KARACHI: FIFA’s Member Associations Committee finally seems to have had enough. And that could mean that the Pakistan Football Federation (PFF) dispute is finally resolved, despite a looming FIFA ban.
With Pakistan football having come to a standstill for the last two years, and with seemingly no progress made since FIFA gave the PFF faction led by Faisal Saleh Hayat a two-year mandate to ratify statutes and hold fresh elections in September 2015, it’s Member Associations Committee has put its foot down and called for stringent measures for a similar directive.
It comes following a request by Asian Football Confederation (AFC) to the world’s football governing body in May to give Hayat’s PFF two more years so that “meaningful reforms can be undertaken”.
“It was discussed that the potential extension of the deadline [from 30 September 2017 to 30 June 2019] to revise the PFF statutes and organise elections will be conditional on the strict implementation of an action plan and a regular reporting mechanism,” a FIFA spokesperson told Dawn on the discussions that took place during the committee’s meeting last week.

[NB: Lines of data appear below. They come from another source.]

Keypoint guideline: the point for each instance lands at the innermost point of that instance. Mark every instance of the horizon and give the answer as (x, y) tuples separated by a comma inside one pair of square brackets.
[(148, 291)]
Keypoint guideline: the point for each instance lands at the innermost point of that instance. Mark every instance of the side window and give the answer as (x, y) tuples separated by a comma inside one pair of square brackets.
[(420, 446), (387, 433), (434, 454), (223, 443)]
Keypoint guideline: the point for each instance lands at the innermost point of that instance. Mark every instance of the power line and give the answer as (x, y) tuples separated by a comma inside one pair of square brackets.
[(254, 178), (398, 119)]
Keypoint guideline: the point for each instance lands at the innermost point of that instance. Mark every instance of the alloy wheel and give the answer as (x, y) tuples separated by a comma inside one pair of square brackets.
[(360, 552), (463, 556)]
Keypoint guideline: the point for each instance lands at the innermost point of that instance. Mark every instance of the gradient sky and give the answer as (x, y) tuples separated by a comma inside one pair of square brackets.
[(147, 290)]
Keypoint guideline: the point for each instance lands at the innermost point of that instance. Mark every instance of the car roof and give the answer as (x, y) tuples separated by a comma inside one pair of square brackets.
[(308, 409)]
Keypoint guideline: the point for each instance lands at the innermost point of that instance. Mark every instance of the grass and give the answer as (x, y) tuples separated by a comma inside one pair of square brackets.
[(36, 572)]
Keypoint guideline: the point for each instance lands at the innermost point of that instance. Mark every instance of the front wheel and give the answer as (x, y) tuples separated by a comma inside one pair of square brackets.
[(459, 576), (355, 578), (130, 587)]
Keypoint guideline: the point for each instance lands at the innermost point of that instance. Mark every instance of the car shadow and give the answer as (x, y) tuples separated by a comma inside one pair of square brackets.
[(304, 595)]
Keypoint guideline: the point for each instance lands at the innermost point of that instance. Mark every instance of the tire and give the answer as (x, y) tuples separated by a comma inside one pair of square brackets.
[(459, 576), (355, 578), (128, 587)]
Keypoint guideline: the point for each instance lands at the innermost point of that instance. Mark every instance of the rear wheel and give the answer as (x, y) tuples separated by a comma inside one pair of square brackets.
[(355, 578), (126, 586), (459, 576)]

The Member Associations Committee, however, also pointed out that an administrator has been appointed by the court to manage PFF affairs. And that, it said, could be grounds for a ban.
The PFF dispute began after a controversial election of the Punjab Football Association (PFA) in April 2015 that saw the country’s football governing body split into two factions heading into its presidential poll in June.

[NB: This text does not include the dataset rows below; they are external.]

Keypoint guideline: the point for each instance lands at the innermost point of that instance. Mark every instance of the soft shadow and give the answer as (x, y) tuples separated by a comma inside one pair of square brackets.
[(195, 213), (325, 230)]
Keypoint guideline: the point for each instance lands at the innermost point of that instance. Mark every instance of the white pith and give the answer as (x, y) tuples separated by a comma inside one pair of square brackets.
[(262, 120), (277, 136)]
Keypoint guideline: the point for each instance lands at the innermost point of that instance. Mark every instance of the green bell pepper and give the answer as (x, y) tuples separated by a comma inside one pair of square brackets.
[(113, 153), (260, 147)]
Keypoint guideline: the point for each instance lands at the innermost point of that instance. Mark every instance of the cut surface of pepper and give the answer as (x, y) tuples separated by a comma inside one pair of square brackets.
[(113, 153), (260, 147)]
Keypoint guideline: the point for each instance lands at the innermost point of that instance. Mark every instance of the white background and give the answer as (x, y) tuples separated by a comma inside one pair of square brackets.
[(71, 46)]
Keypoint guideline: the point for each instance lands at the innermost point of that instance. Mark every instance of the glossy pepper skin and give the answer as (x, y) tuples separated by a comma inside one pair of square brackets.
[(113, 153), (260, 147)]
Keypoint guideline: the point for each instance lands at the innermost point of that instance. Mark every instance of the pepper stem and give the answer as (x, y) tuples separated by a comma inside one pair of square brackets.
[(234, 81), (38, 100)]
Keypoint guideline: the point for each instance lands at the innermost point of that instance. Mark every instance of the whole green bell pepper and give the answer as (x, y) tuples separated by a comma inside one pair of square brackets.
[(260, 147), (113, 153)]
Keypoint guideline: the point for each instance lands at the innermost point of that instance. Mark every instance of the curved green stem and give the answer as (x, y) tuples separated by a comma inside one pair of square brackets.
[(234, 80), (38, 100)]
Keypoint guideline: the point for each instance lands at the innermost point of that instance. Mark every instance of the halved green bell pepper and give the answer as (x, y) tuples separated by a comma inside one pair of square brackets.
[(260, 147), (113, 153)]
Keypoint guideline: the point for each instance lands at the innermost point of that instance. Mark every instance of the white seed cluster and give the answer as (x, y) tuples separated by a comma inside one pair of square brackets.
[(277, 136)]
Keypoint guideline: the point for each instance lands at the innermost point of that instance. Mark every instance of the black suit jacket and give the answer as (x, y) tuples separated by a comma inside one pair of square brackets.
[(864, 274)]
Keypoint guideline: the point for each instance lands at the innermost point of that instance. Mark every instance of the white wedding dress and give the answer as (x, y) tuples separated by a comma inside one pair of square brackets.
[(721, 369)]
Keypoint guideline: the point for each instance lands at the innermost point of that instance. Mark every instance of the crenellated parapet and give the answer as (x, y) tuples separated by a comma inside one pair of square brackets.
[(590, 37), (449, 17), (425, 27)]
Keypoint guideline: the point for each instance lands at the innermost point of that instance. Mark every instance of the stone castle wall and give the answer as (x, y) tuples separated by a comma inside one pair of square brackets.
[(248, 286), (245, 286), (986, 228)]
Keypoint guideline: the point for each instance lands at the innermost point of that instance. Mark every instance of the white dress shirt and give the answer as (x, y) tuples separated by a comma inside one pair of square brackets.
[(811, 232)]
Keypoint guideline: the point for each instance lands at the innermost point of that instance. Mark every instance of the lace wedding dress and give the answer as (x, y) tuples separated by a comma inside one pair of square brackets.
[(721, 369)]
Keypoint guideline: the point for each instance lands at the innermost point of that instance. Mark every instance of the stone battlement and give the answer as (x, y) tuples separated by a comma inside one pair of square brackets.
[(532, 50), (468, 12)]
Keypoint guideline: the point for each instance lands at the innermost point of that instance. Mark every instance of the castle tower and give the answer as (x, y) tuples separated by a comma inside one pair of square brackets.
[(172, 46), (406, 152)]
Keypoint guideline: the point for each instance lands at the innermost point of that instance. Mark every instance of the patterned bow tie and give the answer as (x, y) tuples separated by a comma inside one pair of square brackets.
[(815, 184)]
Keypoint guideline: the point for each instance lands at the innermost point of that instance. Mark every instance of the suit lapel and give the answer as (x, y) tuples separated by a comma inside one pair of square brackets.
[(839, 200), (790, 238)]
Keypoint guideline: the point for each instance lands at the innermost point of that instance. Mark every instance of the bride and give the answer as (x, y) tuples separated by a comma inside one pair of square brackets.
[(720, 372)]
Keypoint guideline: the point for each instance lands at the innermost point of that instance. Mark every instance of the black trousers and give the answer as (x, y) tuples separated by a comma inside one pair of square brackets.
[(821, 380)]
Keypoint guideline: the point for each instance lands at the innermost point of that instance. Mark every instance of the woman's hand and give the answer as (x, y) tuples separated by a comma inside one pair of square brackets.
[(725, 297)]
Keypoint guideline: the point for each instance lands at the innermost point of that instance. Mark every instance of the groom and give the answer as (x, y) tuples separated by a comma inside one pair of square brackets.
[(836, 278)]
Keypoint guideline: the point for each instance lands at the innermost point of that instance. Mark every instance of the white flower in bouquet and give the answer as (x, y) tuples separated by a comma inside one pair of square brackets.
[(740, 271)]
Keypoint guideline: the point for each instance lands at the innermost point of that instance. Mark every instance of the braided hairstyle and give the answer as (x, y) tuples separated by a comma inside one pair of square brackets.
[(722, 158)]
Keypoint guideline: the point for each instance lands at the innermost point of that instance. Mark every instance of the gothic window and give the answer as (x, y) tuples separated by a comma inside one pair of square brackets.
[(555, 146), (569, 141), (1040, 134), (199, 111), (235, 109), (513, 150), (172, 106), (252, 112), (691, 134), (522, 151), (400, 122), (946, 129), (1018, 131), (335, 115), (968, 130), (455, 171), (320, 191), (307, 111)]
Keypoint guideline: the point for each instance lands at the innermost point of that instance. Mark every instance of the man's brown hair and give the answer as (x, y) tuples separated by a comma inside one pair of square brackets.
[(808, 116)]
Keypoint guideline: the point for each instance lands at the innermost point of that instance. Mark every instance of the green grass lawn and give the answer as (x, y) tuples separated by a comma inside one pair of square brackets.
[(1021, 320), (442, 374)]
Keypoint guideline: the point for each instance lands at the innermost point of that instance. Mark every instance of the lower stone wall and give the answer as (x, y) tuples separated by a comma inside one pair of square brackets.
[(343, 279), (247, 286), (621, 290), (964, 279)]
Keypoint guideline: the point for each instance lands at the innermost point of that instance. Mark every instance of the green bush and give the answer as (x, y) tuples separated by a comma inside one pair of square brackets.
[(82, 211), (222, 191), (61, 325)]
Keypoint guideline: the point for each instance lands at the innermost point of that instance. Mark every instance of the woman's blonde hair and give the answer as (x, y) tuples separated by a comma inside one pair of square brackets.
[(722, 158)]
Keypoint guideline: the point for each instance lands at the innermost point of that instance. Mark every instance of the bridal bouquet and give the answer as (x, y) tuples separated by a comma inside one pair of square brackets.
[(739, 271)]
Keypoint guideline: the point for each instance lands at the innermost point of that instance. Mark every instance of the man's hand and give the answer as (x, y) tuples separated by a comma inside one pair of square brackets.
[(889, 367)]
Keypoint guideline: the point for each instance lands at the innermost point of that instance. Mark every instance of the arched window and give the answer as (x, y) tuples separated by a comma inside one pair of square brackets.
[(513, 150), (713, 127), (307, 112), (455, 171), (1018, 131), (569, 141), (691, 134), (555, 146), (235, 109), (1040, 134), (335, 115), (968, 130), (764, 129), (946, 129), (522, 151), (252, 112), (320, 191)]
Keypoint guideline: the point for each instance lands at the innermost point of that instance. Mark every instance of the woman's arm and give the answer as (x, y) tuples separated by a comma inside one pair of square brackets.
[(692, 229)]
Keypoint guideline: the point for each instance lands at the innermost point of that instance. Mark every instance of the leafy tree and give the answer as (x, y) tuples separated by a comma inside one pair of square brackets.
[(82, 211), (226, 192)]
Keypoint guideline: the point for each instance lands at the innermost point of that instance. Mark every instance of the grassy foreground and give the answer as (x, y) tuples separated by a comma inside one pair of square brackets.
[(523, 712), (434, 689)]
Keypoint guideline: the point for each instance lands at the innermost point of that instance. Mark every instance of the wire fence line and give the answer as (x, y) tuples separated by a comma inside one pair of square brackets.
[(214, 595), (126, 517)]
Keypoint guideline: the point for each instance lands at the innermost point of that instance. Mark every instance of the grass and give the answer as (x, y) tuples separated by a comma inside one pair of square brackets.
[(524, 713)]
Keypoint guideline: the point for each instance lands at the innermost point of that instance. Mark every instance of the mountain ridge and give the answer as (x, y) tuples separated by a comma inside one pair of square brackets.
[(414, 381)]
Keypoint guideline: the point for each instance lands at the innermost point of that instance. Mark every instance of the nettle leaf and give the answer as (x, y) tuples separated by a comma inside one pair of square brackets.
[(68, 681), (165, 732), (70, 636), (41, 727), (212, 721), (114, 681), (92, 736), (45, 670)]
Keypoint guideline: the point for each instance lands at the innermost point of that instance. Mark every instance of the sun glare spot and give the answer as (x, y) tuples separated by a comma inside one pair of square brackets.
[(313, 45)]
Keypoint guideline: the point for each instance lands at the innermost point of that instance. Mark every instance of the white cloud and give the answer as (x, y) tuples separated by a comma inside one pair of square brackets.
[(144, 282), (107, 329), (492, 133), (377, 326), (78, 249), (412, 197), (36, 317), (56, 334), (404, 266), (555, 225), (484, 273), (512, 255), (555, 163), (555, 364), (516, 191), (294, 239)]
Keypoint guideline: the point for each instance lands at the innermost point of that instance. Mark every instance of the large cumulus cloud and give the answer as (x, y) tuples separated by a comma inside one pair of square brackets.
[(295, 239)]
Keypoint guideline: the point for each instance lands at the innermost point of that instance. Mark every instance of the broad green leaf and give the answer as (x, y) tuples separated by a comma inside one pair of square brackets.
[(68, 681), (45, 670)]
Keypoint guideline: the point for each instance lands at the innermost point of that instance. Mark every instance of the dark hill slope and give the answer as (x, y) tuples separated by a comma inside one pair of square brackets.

With both factions heading into elections, the Lahore High Court intervened and ordered a stay on the elections but the Hayat group went ahead and conducted the election in the presence of an AFC observer. It was a move that saw the LHC appoint an administrator to control the PFF affairs until the matter is resolved.
“The Committee pointed out that, while court proceedings are still ongoing, the court appointed administrator continues to occupy the PFF offices and to control its accounts,” added the FIFA spokesperson.
“Therefore, the Committee decided that if the PFF offices and access to the PFF accounts are not returned to the PFF leadership — led by Mr Makhdoom Syed Faisal Saleh Hayat — by 31 July 2017, it would recommend to the FIFA Council to suspend the PFF for contravening its obligations under articles 14 and 19 of the FIFA Statutes.”
The relevant clauses seem to be regarding third party influence but member associations are also required to “ratify statutes that are in accordance with the requirements of the FIFA Standard Statutes”.
One of the major reasons for the PFF splitting into two factions were several changes made to the PFF constitution, with Hayat’s opponents claiming they were meant to keep him in power, and on a seat he’s held on since 2003.
It remains to be seen whether the Bureau of the FIFA Council, which has the FIFA president and presidents of all six continental confederations, goes forth with the ban.
For the last few years, the AFC has been pressing its support to keep Hayat in power and a ban could detrimental for that plan despite the faction led by him repeatedly threatening that it would be coming.
A FIFA ban usually leads to an interim committee being formed to conduct the elections. Till the election date is finalised, football activity is resumed while there are also integrity checks on election candidates.